Periodic step functions were used by Singh and Jacob (1977) to simulate areal recharge. They utilized linearized Boussinesq equation to obtain their solution. The model domain was bounded by constant-head boundaries. Aquifer domain bounded by Cauchy boundary condition subjected to periodic recharge was considered by Latinopoulos (1986). Using exponential decaying (Rai and Singh, 1995) and piecewise linear functions (Manglik et al., 2004) were not uncommon to simulate groundwater recharge. Zlotnik and Ledder (1993) utilized the first-order free surface equation with a source term representing recharge to simulate the water table boundary condition. The same method was followed by Chang et al. (2016) to simulate the water table boundary condition to obtain three-dimensional (3D) time-domain solution of groundwater head in a rectangular aquifer with the Robin type lateral boundaries. They also presented a fairly intensive review on analytical solutions concerning groundwater recharge.
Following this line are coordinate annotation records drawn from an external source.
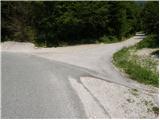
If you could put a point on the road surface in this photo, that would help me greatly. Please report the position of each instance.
(37, 88)
(49, 83)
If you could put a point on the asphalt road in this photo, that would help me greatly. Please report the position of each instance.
(38, 88)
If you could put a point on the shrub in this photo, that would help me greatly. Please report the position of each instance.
(109, 39)
(151, 41)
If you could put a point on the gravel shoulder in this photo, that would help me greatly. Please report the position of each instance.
(107, 90)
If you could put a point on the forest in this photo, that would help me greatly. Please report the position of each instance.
(53, 23)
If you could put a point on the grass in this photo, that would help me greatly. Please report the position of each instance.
(151, 41)
(142, 73)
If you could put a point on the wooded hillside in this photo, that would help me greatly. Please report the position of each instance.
(67, 23)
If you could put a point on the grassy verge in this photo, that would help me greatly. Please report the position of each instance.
(143, 70)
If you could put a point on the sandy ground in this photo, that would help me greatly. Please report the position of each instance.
(115, 97)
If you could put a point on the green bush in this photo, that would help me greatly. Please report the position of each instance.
(109, 39)
(135, 71)
(151, 41)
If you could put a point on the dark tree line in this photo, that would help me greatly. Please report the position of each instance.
(58, 23)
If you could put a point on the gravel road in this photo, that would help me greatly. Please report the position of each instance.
(70, 82)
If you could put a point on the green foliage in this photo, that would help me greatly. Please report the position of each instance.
(136, 71)
(55, 23)
(149, 42)
(109, 39)
(150, 17)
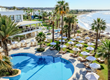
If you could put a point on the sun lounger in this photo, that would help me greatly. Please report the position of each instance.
(100, 60)
(16, 47)
(74, 56)
(22, 45)
(31, 44)
(35, 44)
(86, 65)
(64, 52)
(83, 60)
(52, 48)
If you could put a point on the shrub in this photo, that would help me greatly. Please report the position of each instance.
(4, 72)
(40, 49)
(78, 31)
(48, 33)
(85, 45)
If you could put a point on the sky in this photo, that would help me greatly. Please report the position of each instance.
(73, 4)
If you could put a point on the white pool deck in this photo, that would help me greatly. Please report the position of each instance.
(79, 69)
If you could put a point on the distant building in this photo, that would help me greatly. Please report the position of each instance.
(16, 15)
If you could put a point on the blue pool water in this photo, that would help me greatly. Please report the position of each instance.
(41, 67)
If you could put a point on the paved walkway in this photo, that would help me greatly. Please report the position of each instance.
(80, 70)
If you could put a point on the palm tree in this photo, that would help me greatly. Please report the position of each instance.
(14, 7)
(65, 29)
(104, 51)
(57, 19)
(44, 14)
(39, 14)
(5, 62)
(52, 22)
(69, 20)
(7, 28)
(98, 25)
(75, 21)
(40, 38)
(31, 10)
(61, 8)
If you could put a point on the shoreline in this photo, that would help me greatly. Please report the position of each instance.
(88, 30)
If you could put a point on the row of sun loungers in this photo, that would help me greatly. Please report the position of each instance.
(22, 46)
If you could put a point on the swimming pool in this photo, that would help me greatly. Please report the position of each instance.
(57, 30)
(41, 67)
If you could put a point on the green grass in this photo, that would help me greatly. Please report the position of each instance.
(102, 73)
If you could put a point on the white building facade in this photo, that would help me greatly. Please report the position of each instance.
(16, 15)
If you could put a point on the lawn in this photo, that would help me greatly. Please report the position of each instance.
(102, 73)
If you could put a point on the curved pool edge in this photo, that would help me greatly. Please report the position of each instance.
(71, 78)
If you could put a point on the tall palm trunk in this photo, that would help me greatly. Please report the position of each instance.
(40, 45)
(53, 33)
(66, 33)
(5, 47)
(69, 30)
(99, 35)
(72, 26)
(96, 42)
(39, 16)
(74, 30)
(108, 66)
(62, 31)
(57, 23)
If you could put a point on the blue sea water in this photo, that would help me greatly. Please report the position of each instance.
(41, 67)
(86, 20)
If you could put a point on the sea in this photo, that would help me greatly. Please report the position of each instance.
(85, 20)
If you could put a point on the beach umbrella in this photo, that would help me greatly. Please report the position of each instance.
(78, 37)
(48, 37)
(8, 44)
(92, 76)
(23, 41)
(76, 49)
(99, 40)
(33, 40)
(84, 53)
(70, 42)
(62, 40)
(90, 48)
(62, 46)
(90, 58)
(72, 39)
(53, 43)
(87, 37)
(64, 37)
(45, 40)
(15, 42)
(94, 65)
(79, 45)
(81, 41)
(89, 43)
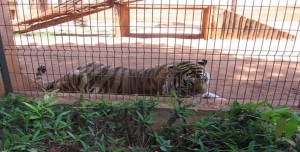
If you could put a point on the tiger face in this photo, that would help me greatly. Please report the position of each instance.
(187, 78)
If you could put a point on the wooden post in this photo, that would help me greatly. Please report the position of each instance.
(18, 81)
(206, 23)
(233, 5)
(121, 20)
(2, 88)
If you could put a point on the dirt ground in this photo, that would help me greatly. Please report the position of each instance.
(244, 73)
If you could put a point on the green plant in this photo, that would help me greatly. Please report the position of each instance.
(44, 124)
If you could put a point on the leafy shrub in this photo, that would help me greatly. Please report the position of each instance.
(45, 125)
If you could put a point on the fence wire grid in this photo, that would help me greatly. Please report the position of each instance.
(250, 46)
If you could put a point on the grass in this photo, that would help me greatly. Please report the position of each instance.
(32, 124)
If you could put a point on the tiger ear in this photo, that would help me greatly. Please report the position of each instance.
(202, 62)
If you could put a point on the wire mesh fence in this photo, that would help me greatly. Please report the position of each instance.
(250, 46)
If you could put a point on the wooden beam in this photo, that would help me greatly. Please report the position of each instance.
(18, 81)
(121, 20)
(157, 6)
(206, 23)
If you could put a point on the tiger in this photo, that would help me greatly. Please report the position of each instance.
(185, 78)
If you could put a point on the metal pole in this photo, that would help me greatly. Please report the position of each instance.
(4, 70)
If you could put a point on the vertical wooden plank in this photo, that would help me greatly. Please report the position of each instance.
(233, 5)
(219, 22)
(213, 24)
(246, 29)
(262, 30)
(225, 26)
(206, 23)
(236, 26)
(275, 34)
(19, 82)
(242, 27)
(121, 20)
(252, 29)
(230, 26)
(270, 33)
(2, 88)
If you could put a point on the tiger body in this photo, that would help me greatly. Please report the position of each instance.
(185, 78)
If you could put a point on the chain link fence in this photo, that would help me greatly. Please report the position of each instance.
(250, 46)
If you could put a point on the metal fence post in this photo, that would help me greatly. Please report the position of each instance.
(4, 71)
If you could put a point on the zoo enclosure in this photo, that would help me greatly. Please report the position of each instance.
(252, 60)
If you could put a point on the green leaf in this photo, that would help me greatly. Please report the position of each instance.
(18, 147)
(7, 144)
(292, 126)
(251, 146)
(119, 150)
(174, 94)
(34, 117)
(53, 102)
(32, 107)
(141, 116)
(260, 104)
(150, 116)
(163, 148)
(282, 111)
(280, 126)
(84, 145)
(70, 134)
(35, 135)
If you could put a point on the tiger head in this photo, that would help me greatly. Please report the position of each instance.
(186, 78)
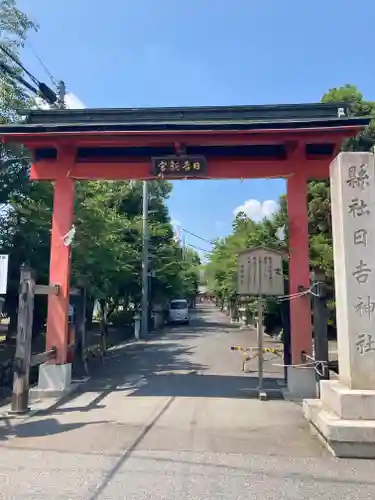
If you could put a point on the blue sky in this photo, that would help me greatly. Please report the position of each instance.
(126, 53)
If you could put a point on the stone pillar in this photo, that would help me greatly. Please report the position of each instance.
(299, 267)
(345, 414)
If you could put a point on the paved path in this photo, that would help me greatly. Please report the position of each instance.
(173, 418)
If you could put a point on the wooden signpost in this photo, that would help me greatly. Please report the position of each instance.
(260, 273)
(24, 359)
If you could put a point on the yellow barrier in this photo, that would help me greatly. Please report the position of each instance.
(248, 356)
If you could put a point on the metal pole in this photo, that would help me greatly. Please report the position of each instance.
(144, 306)
(260, 333)
(260, 343)
(20, 395)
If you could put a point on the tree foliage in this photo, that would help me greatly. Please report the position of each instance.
(221, 270)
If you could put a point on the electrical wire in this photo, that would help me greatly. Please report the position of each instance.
(198, 248)
(196, 236)
(19, 64)
(42, 89)
(47, 71)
To our knowledge, there is no analytical model considering general time-varying recharge and time-varying lateral boundaries head variations. This model set up is not uncommon in field situations. In river basin aquifers, rainfall causes the river water level rise due to the surface runoff and recharge to the aquifer from its top boundary. Elongated fractured anticlines replenished by rainfall or snowmelt and recharge from their adjacent alluvial aquifers.
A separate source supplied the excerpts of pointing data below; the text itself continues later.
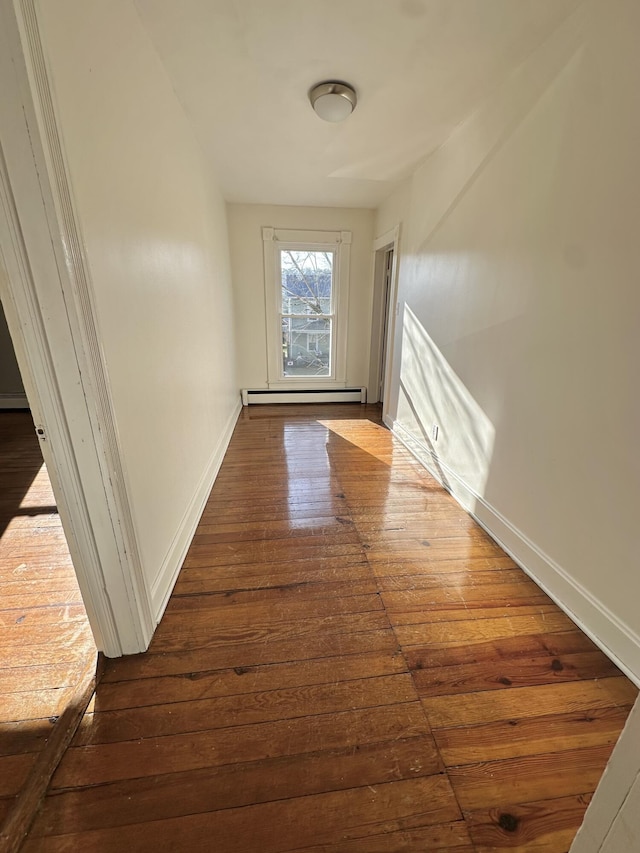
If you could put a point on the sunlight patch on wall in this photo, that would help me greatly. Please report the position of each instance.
(438, 411)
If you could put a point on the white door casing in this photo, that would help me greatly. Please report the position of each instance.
(47, 295)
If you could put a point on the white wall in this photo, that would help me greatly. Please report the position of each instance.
(519, 332)
(245, 224)
(157, 250)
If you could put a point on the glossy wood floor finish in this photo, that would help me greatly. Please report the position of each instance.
(347, 664)
(45, 641)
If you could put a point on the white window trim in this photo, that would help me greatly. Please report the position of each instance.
(338, 242)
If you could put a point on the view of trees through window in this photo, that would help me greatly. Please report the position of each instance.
(307, 312)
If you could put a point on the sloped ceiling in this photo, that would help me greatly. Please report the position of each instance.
(242, 70)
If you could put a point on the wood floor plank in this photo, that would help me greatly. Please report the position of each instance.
(467, 630)
(171, 638)
(528, 778)
(545, 826)
(234, 785)
(554, 644)
(197, 658)
(185, 687)
(518, 672)
(271, 827)
(97, 764)
(531, 735)
(517, 703)
(223, 711)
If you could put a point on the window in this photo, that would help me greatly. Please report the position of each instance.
(306, 276)
(306, 282)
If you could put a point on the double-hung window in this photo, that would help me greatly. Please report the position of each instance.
(307, 277)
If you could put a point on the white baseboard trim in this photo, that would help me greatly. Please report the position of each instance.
(616, 639)
(13, 401)
(168, 574)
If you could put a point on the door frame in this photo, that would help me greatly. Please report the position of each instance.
(390, 240)
(46, 292)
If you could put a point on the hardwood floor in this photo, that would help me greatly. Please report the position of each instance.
(46, 646)
(347, 664)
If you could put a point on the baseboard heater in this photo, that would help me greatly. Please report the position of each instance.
(327, 395)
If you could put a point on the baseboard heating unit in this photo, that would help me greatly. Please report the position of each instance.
(328, 395)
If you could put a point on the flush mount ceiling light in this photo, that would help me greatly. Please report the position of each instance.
(332, 100)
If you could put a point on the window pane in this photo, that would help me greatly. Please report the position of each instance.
(306, 282)
(306, 346)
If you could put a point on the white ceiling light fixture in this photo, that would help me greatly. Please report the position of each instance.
(332, 100)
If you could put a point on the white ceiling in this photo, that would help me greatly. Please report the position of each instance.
(242, 70)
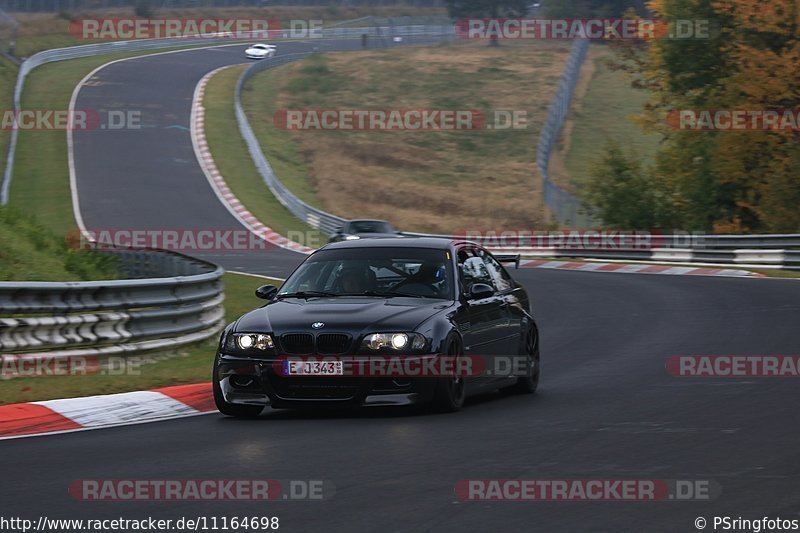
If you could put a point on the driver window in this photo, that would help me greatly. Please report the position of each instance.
(473, 270)
(498, 273)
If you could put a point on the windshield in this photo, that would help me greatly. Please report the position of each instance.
(381, 272)
(369, 226)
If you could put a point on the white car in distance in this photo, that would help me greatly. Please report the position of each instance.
(260, 51)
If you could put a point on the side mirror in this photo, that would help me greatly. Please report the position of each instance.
(480, 291)
(266, 292)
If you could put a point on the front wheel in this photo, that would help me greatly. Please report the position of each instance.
(231, 409)
(451, 390)
(528, 383)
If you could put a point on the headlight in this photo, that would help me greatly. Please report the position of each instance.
(250, 342)
(395, 342)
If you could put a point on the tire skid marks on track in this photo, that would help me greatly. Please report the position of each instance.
(639, 269)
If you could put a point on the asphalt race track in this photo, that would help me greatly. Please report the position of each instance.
(607, 408)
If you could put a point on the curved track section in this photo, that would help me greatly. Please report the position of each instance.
(149, 178)
(607, 408)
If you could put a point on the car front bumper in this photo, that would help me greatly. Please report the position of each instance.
(247, 381)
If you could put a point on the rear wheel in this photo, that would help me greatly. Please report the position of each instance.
(231, 409)
(528, 383)
(451, 390)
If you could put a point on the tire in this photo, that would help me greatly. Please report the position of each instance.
(530, 382)
(450, 391)
(231, 409)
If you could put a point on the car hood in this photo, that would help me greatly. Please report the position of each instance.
(354, 315)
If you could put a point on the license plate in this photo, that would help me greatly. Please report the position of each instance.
(313, 368)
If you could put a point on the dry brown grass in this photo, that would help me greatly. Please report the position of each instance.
(428, 181)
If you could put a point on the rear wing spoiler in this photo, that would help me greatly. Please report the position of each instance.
(508, 258)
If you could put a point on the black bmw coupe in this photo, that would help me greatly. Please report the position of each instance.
(381, 321)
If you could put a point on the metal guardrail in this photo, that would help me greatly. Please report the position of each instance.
(385, 33)
(167, 300)
(565, 207)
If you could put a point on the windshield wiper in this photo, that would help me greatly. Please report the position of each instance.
(306, 294)
(389, 294)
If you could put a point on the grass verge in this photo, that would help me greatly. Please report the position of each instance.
(235, 164)
(436, 181)
(188, 364)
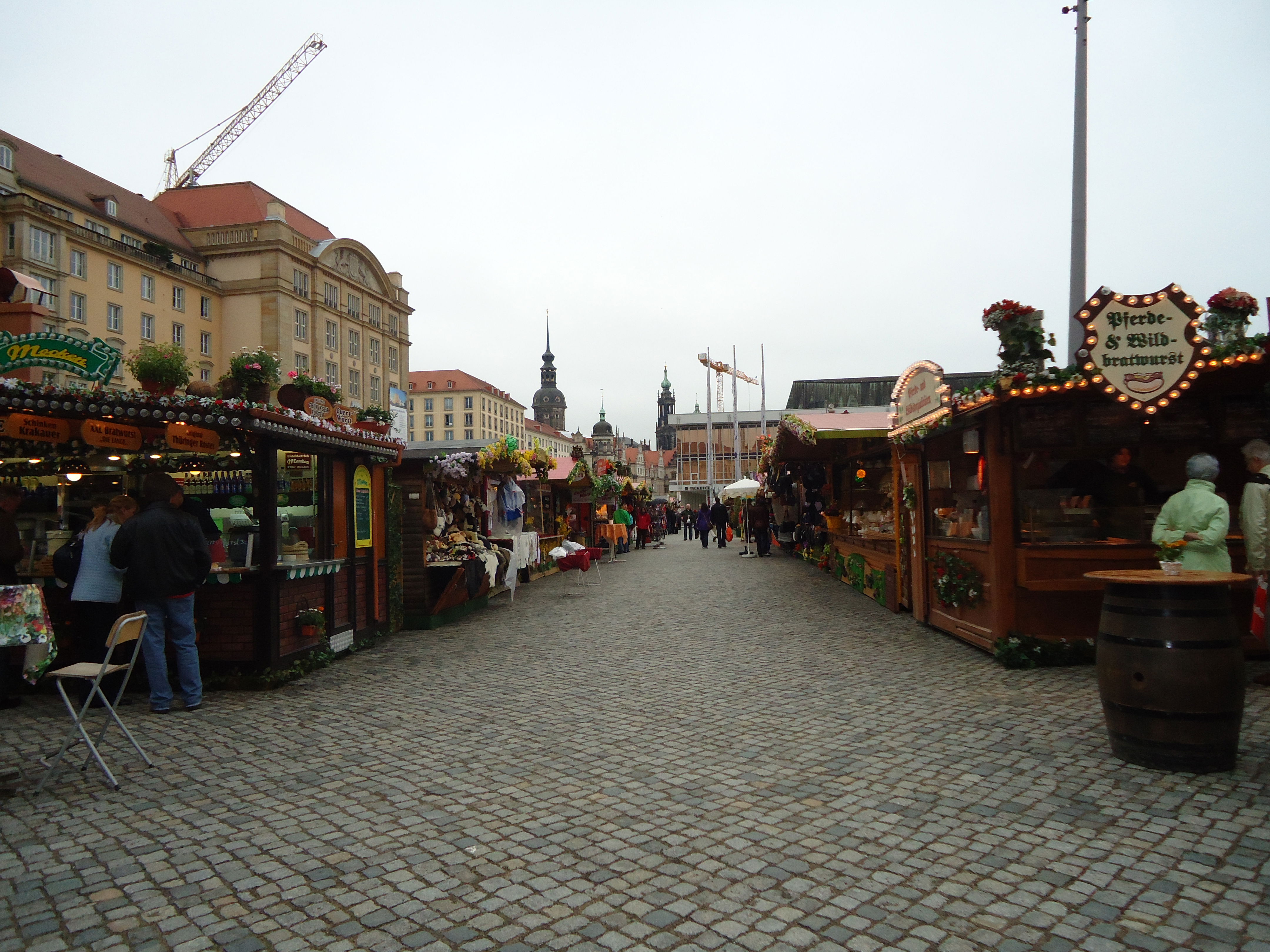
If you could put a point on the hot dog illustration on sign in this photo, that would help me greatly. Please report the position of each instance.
(1142, 351)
The presented solution can be used to determine the hydrodynamic parameters of 1) groundwater head variation of a river basin aquifer subjected to general time-dependent lateral head variation and recharge; 2) groundwater head variation in a double-porosity elongated fractured aquifer (i.e. an anticline with length higher than its width so that the groundwater flow is always along its width. This type of anticline is quite common in folding belts (Ashjari and Raeisi, 2006).); 3) groundwater depletion of an elongated anticline subjected to recharge due to rainfall or snowmelt to its adjacent alluvial aquifer. Furthermore, the presented solution can be used to optimize the irrigation amount and pattern in a cropland between two trench drains to control the groundwater mound. To sum up, the presented analytical model is applicable to many river-aquifer systems where there is no point source or sinks.